Plus précisément, la plateforme PLEX (plateforme de communication du ministère de la Justice) est accessible aux magistrats et greffiers d’une part et aux avocats d’autre part. À date, PLEX est exclusivement utilisé pour les notifications émises par les juridictions et les délivrances des copies de procédure.

La mise en œuvre de PLEX fut un vrai succès avec 7 000 avocats inscrits à fin octobre 2021 depuis la mise en œuvre et une appropriation de l’outil assez rapide qui a permis notamment plus de 900 000 délivrances de procédures par voie dématérialisée en période de reprise d’activité à ce jour.

Parallèlement, les évènements depuis le 16 mars 2020 ont conduit le CNB à réinvestir le champ de la communication électronique pour permettre, en temps de crise comme en temps normal, d’opérer franchement un virage numérique de la communication entre les avocats et les juridictions.

C’est ainsi que la rédaction d’une convention de communication électronique pénale a été entreprise et signée le 5 février 2021 entre le Garde des Sceaux et le président du CNB.

Cette convention est nationale du fait de l’absence de territorialité de l’exercice de l’avocat et de la nécessité absolue que les modalités d’exercice de la CEP soient identiques sous tout le territoire.

L’objectif de fond est de permettre à terme aux avocats de pouvoir effectuer par la CEP toute demande, tout acte, tout dépôt de document, depuis le dépôt de plainte entre les mains du procureur de la République jusqu’à la requête en aménagement de peine afin de couvrir l’intégralité de la procédure pénale, en ce compris l’inscription de recours et les demandes et échanges en matière de contentieux de la liberté.

La signature d’une telle convention nécessitait des prérequis techniques, organisationnels et juridiques a minima, notamment des modifications textuelles décrétales (D. 590 N° Lexbase : L4542IYU et suivants du Code de procédure pénale) dans un premier temps, sans doute législatives par la suite.

Les intervenants de la chancellerie (direction PPN, DSJ et DACG notamment) et les membres du groupe de travail côté CNB se sont accordés sur le fond de la convention et sur les modifications textuelles pré requises.

Dans un premier temps, le périmètre de la convention recouvre la rédaction actuelle de l’article D. 591 du Code de procédure pénale en excluant toute territorialité.

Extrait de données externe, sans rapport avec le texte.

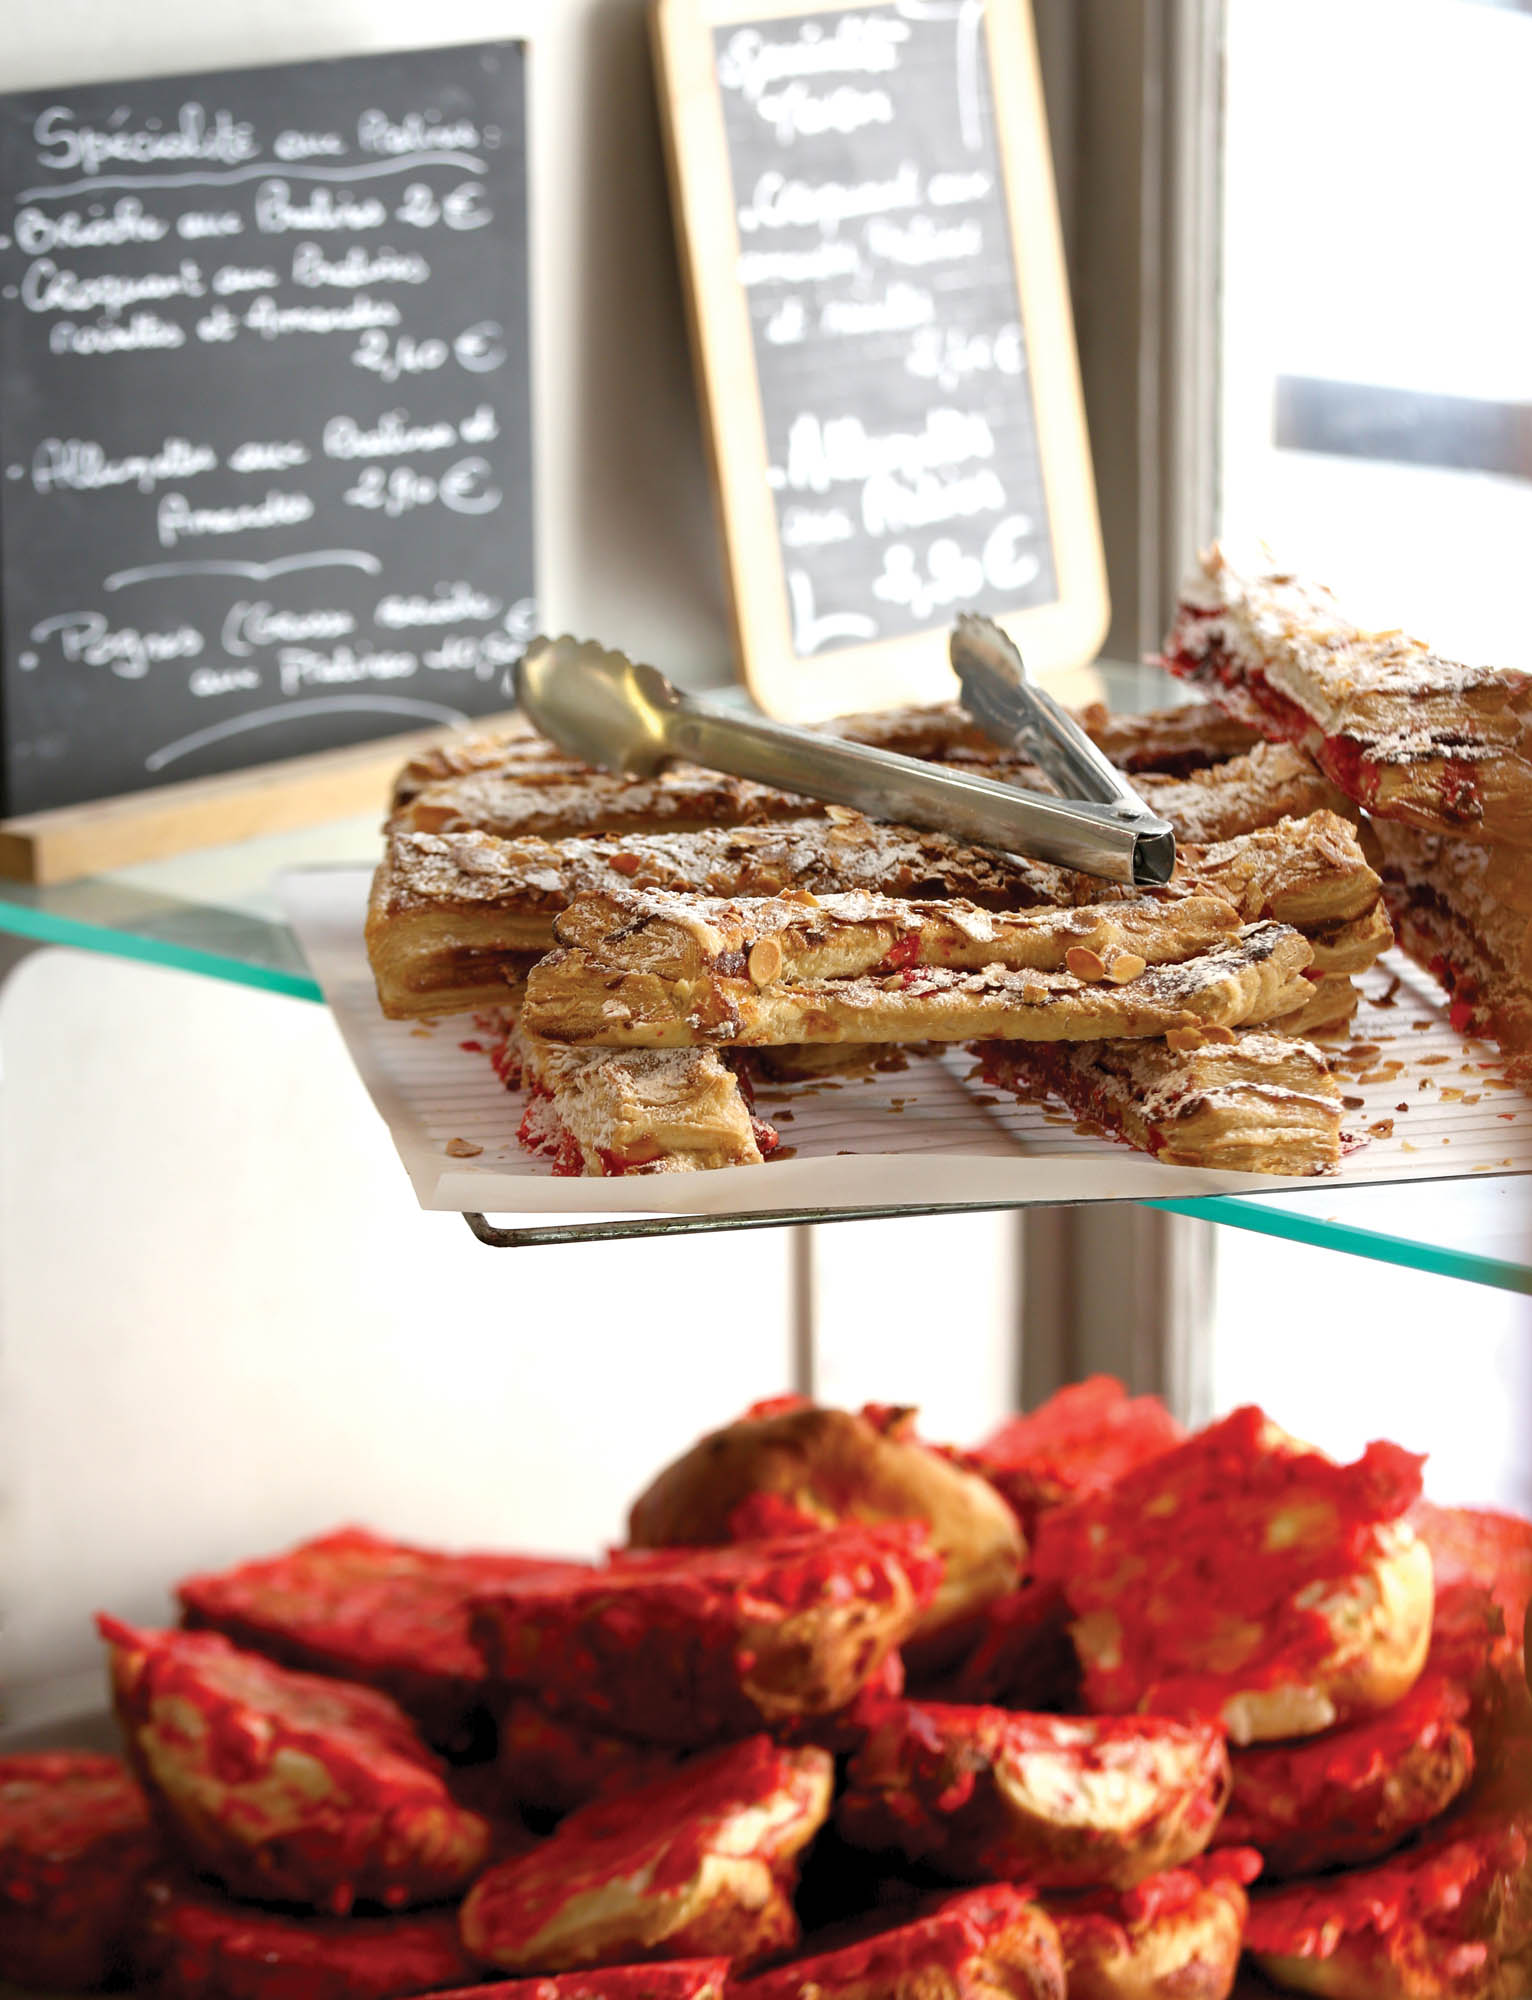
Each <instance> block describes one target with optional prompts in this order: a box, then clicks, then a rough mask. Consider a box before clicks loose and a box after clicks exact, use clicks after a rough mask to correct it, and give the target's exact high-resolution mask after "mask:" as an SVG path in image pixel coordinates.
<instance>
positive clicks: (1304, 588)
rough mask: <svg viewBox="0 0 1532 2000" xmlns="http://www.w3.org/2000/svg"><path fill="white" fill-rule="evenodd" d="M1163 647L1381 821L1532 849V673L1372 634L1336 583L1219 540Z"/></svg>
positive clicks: (1178, 673) (1225, 706) (1184, 605)
mask: <svg viewBox="0 0 1532 2000" xmlns="http://www.w3.org/2000/svg"><path fill="white" fill-rule="evenodd" d="M1164 658H1166V666H1168V668H1170V670H1172V672H1174V674H1180V676H1182V678H1186V680H1194V682H1196V684H1198V686H1202V688H1206V690H1208V692H1210V694H1212V696H1214V700H1218V702H1220V706H1222V708H1226V710H1228V712H1230V714H1232V716H1234V718H1236V720H1240V722H1246V724H1248V726H1250V728H1256V730H1260V732H1262V736H1268V738H1274V740H1284V742H1290V744H1298V746H1300V748H1304V750H1308V752H1310V754H1312V756H1314V758H1316V760H1318V764H1320V768H1322V770H1324V772H1326V776H1328V778H1332V780H1334V782H1336V784H1338V786H1340V790H1342V792H1346V796H1348V798H1352V800H1356V804H1358V806H1366V810H1368V812H1370V814H1374V816H1376V818H1380V820H1404V822H1408V824H1410V826H1418V828H1424V830H1426V832H1434V834H1460V836H1468V838H1470V840H1484V842H1504V844H1506V846H1514V848H1528V846H1532V674H1522V672H1516V670H1512V668H1490V666H1458V664H1456V662H1452V660H1444V658H1440V656H1438V654H1434V652H1430V650H1428V648H1426V646H1424V644H1422V642H1420V640H1414V638H1406V634H1404V632H1364V630H1362V628H1358V626H1356V624H1352V622H1350V620H1348V618H1346V614H1344V612H1342V610H1340V606H1338V604H1336V600H1334V598H1332V596H1330V592H1328V590H1324V588H1320V586H1316V584H1306V582H1300V580H1298V578H1296V576H1288V574H1284V572H1266V574H1258V572H1246V574H1242V572H1240V570H1236V568H1234V566H1232V564H1230V560H1228V558H1226V554H1224V552H1222V550H1220V548H1210V550H1208V552H1206V554H1204V556H1202V560H1200V566H1198V568H1196V572H1194V574H1192V578H1190V580H1188V584H1186V586H1184V590H1182V600H1180V608H1178V612H1176V622H1174V626H1172V630H1170V636H1168V640H1166V648H1164Z"/></svg>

Afin d’éviter d’avoir à modifier le texte de la convention, les rédacteurs, côté ministère comme côté CNB, ont privilégié des renvois aux textes applicables.

L’évolution probable, au cours des trois prochaines années, de l’article D. 591 du Code de procédure pénale devrait permettre d’élargir le périmètre des actes soumis à la CEP, notamment pour inclure dans le périmètre de la convention le contentieux de la liberté, les voies de recours et le post sentenciel.

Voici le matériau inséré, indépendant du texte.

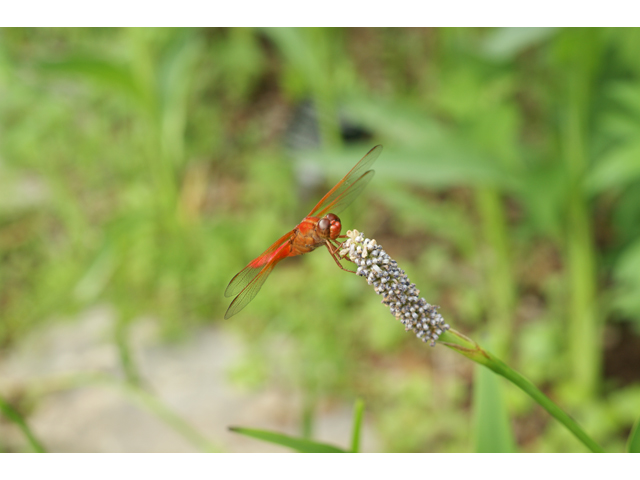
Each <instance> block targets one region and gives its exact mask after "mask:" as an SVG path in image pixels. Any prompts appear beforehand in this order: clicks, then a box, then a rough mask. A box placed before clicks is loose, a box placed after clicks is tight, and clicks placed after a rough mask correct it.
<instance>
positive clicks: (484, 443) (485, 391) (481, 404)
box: [473, 366, 515, 453]
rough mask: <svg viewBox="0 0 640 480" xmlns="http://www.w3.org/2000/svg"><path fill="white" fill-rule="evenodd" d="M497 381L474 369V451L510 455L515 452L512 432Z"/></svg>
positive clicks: (488, 373)
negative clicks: (509, 453)
mask: <svg viewBox="0 0 640 480" xmlns="http://www.w3.org/2000/svg"><path fill="white" fill-rule="evenodd" d="M500 387H501V385H500V382H499V380H498V377H496V375H495V374H494V373H493V372H490V371H489V370H487V369H486V368H481V367H480V366H476V369H475V381H474V391H473V404H474V405H473V410H474V417H475V419H474V423H475V444H476V445H475V451H476V452H478V453H511V452H514V451H515V442H514V440H513V432H512V430H511V425H510V423H509V417H508V415H507V410H506V408H505V405H504V401H503V398H502V391H501V388H500Z"/></svg>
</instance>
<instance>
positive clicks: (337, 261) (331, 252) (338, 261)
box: [325, 242, 356, 273]
mask: <svg viewBox="0 0 640 480" xmlns="http://www.w3.org/2000/svg"><path fill="white" fill-rule="evenodd" d="M325 245H326V246H327V250H329V253H330V254H331V258H333V260H334V261H335V262H336V265H338V266H339V267H340V268H341V269H342V270H344V271H345V272H351V273H356V272H354V271H353V270H347V269H346V268H344V267H343V266H342V264H341V263H340V261H339V260H338V259H337V258H336V256H338V257H340V254H339V253H338V247H336V246H335V245H333V244H331V243H330V242H326V243H325ZM332 248H333V249H332ZM340 258H342V257H340Z"/></svg>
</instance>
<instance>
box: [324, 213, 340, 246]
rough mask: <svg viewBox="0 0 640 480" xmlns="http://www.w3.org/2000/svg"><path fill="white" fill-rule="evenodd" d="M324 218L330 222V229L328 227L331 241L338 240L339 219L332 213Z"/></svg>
mask: <svg viewBox="0 0 640 480" xmlns="http://www.w3.org/2000/svg"><path fill="white" fill-rule="evenodd" d="M325 218H326V219H327V220H329V221H330V222H331V227H329V235H330V237H331V238H332V239H334V240H335V239H336V238H338V235H340V230H342V224H341V223H340V219H339V218H338V216H337V215H334V214H333V213H329V214H327V216H326V217H325Z"/></svg>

Sur ces trois derniers points, l’état des discussions est encourageant.

À terme, l’ambition des parties est de permettre à l’avocat comme à la juridiction de pouvoir échanger par voie électronique dans tous les domaines du droit pénal.

Une phase transitoire faisant coexister les deux types de communication (actuelle d’une part et électronique d’autre part) est prévue sur une période qui devra être la plus brève possible pour accélérer le changement de culture des acteurs. Un délai de deux années doit permettre à minima un investissement des acteurs dans la numérisation de la communication, soit un basculement numérique à la fin de l’année 2023.

 

[1] Gazette du Palais, 2 juin 2020, p. 5

[2] Interview réalisée par le ministère de la Justice – SG – DICOM – D. Arnaud, Dématérialisation de la procédure pénale, 2 décembre 2020 [en ligne].